A third option has much to commend it. What if, by “sons of God,” Moses is referring to demons who possess powerful earthly rulers determined to engage in widespread mischief? Wouldn’t this fit well with Jude’s lessons from history – the unbelieving Israelites, and the wicked men of Sodom and Gomorrah – not to mention the context of Genesis 6?
Perhaps Jude is describing angels who violate their assigned sphere of authority and thus incur divine punishment, just as the false teachers in Jude’s day are attracting divine retribution. In other words, what if Jude is not suggesting that the sin of these fallen angels is fornicating with women (although 1 Enoch reports such behavior)? Rather, what if the angels are determined to transcend their lofty rank as angelic beings, thus rejecting their created position in much the same way the Sodomites rejected the natural distinctions between men and women?

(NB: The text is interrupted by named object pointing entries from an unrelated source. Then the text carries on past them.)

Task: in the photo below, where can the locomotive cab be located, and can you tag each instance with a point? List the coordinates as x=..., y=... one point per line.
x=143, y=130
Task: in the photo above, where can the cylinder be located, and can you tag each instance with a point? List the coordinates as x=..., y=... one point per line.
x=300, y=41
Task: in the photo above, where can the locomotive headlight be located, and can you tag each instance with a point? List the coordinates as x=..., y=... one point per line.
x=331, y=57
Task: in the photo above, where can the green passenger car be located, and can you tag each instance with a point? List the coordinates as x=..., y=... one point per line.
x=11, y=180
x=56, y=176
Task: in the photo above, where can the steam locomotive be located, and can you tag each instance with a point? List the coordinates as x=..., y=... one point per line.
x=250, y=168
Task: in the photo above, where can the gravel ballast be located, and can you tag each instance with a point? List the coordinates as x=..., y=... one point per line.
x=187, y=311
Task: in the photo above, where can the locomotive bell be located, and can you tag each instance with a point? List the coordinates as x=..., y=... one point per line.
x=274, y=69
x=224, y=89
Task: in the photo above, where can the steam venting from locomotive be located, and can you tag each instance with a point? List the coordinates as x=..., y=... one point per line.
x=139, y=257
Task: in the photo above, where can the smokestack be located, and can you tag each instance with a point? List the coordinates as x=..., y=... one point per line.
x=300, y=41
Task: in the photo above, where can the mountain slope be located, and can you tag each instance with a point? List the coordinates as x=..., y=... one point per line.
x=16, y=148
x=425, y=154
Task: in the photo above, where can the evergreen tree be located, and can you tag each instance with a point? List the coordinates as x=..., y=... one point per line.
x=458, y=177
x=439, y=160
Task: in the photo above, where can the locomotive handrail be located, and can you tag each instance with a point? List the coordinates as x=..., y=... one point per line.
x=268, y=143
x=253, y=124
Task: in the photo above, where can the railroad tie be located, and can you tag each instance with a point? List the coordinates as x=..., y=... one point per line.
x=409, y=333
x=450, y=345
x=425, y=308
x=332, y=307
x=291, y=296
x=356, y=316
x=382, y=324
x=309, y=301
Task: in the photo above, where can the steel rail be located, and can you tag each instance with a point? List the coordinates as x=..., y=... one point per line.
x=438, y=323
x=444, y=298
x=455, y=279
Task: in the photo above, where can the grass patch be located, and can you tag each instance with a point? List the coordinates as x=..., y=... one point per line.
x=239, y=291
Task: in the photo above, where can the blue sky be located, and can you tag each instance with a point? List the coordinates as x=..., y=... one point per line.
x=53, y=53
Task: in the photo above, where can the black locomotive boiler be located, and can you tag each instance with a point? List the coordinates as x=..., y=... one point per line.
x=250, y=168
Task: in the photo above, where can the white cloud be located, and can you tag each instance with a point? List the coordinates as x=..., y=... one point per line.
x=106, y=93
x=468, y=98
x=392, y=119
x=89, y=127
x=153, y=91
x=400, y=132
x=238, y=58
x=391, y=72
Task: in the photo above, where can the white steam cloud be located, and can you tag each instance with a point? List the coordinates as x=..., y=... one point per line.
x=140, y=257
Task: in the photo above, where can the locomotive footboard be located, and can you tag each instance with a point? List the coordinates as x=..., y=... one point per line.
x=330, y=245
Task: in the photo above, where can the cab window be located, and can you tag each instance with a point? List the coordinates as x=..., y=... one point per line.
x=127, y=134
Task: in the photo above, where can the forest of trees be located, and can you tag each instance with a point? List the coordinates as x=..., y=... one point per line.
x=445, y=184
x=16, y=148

Allen Ross, in his commentary on Genesis, describes the sons of God in Gen. 6:1-4 “probably … [as] powerful rulers who were controlled (indwelt) by fallen angels. It may be that fallen angels left their habitation and inhabited bodies of human despot warriors, the mighty ones of the earth.” After all, the phrase “sons of God” almost without exception in the Old Testament refers to angelic beings, not people. It’s not until we get to the New Testament that followers of Jesus are depicted as adopted children of God – a term denoting relationship, not deity.

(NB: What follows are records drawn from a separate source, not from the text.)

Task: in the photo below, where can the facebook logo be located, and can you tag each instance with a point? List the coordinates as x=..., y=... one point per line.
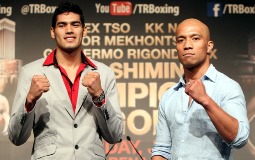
x=214, y=9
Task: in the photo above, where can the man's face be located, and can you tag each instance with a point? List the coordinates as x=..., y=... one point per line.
x=192, y=44
x=68, y=32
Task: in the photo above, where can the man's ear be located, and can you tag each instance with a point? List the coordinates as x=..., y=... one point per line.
x=84, y=31
x=52, y=33
x=210, y=46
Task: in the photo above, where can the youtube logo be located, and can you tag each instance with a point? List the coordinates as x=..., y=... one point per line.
x=120, y=8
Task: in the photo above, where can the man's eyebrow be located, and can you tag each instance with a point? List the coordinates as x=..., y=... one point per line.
x=192, y=35
x=64, y=22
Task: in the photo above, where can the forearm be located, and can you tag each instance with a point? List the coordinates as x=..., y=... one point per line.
x=20, y=125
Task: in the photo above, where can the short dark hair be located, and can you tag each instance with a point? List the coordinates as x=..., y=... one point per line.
x=67, y=6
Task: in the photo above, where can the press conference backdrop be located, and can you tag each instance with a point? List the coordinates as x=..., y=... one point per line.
x=136, y=39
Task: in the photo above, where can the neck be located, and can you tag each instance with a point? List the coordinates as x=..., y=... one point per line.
x=196, y=72
x=68, y=59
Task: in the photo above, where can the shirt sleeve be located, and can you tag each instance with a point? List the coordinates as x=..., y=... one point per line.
x=234, y=104
x=163, y=142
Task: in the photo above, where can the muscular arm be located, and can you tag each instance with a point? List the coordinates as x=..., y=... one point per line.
x=226, y=125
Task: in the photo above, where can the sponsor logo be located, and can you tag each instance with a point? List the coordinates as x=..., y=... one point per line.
x=218, y=9
x=125, y=8
x=6, y=10
x=37, y=9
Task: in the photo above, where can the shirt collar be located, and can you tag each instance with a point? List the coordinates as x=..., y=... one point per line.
x=210, y=74
x=51, y=60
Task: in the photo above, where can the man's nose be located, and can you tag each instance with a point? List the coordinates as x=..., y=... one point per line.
x=69, y=29
x=187, y=44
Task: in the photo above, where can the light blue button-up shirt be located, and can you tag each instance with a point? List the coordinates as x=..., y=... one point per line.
x=187, y=133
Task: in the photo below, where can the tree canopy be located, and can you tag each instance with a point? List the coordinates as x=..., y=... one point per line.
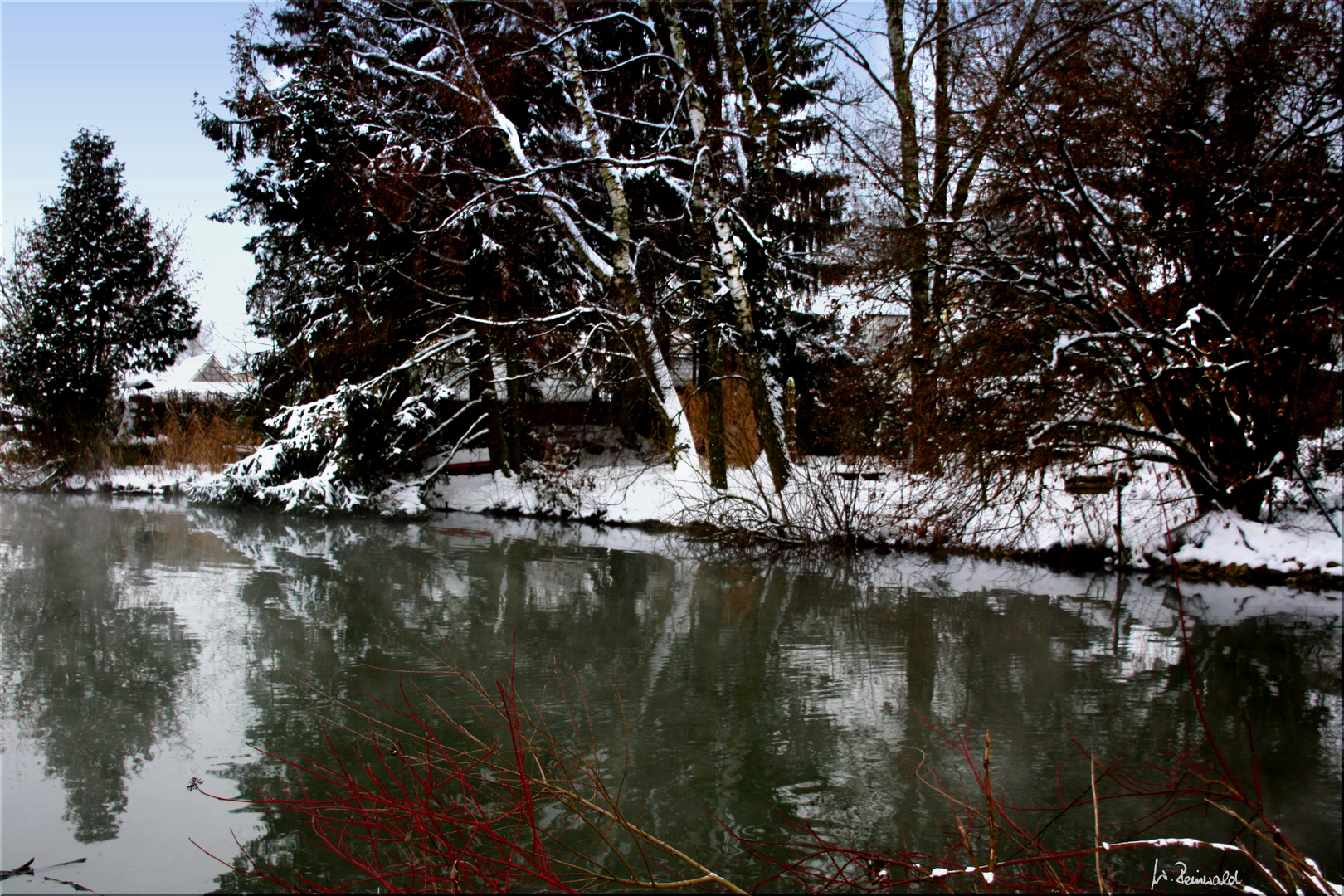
x=95, y=289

Ross goes on to point out that great kings of the earth have “princes” ruling behind them, and these princes are demons (Ezek. 28:11-19; Dan. 10:13). It is no surprise, then, to find in the literature of surrounding nations that kings often are described as divine, half-divine, or demigods. Pagans revered these great leaders, and many mythological traditions describe them as the offspring of gods themselves. Writes Ross, “Thus for the pagans, gods had their origin in copulation between gods and humans. Any superhuman individual in a myth or other mythological or actual giant would suggest divine origin to the pagans.”
So, this passage, rather than confirming sexual relations between fallen angels and humans, refutes these pagan beliefs with divine truth. The “sons of God” are demons who indwell and control mighty men of earth. These demon-possessed men marry as many women as they please to satisfy their baser instincts, perhaps introducing the practice of harems. But in the end, these “powerful men of old … famous men” are flesh, and they die as all men do. “When God judges the world – as He was about to – no giant, no deity, no human has any power against Him. God simply allots one’s days and brings his end.”

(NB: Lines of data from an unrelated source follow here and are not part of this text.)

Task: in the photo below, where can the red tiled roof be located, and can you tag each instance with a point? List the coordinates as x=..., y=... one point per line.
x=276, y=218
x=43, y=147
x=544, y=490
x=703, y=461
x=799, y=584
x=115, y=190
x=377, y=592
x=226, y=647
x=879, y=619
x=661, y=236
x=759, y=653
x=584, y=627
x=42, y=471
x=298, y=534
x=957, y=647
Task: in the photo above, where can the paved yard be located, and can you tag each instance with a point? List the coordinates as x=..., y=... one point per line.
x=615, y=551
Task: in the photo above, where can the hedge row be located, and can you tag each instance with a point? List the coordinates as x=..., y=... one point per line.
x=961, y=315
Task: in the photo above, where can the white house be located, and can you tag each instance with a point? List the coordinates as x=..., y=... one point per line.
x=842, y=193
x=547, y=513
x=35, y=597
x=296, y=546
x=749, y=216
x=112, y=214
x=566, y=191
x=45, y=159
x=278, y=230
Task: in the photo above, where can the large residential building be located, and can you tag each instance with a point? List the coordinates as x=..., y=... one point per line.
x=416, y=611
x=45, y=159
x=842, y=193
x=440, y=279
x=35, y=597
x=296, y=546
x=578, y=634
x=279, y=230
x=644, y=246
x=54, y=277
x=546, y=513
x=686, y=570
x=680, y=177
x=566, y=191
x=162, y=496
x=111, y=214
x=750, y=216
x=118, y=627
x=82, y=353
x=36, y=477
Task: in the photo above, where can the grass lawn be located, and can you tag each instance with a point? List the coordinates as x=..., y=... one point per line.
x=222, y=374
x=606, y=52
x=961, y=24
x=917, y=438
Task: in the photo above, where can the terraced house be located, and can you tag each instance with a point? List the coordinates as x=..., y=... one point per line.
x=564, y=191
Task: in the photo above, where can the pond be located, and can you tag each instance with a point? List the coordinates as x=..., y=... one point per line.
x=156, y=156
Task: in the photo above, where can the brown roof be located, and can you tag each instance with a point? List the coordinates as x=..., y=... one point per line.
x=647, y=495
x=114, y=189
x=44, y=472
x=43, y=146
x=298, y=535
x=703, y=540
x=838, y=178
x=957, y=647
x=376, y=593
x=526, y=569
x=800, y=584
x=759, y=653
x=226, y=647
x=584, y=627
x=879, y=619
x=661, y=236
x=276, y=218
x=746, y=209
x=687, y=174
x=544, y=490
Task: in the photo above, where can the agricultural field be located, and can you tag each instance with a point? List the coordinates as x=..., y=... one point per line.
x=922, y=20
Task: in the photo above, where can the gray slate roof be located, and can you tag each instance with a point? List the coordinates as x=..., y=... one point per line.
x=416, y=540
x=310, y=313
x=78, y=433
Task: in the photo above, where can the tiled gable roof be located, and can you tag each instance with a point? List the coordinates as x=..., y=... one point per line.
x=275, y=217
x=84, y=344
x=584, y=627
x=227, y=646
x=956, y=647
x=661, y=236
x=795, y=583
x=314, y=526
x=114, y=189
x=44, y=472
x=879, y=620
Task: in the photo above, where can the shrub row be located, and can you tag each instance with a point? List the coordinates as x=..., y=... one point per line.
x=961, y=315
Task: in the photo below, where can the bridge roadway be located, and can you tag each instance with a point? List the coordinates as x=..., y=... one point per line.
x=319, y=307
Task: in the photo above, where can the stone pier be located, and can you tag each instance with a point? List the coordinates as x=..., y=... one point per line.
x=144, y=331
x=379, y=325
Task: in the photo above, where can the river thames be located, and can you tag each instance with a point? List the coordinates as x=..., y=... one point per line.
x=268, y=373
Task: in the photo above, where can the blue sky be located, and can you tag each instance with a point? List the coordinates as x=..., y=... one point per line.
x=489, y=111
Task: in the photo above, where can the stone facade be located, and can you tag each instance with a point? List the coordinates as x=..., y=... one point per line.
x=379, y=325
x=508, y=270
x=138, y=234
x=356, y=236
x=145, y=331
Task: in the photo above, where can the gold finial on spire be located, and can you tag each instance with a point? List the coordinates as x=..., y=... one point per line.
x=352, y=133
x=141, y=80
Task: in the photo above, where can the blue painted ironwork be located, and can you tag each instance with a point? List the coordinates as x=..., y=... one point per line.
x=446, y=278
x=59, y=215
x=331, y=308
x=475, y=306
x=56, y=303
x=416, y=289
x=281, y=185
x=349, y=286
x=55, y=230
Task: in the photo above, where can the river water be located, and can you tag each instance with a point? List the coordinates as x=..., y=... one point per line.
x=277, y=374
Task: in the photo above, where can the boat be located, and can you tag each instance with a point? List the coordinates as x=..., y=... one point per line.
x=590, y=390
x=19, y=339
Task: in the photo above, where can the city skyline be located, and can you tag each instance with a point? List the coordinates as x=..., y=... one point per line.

In the final analysis, Gen. 6:1-4 and Jude may be common references to the first recorded instance of demon possession, resulting in a special place of punishment for the angels who “deserted their proper dwelling.”
Gen. 6:1-4 and Jude 6 are difficult passages of Scripture. Godly men and women wrestle with their meaning and come to different conclusions. It’s wise to approach these verses with humility, thus averting dogmatism. Even better, let’s make sure we grasp Jude’s primary point in sharing this story: God judges not only wicked people, but rebellious angels as well.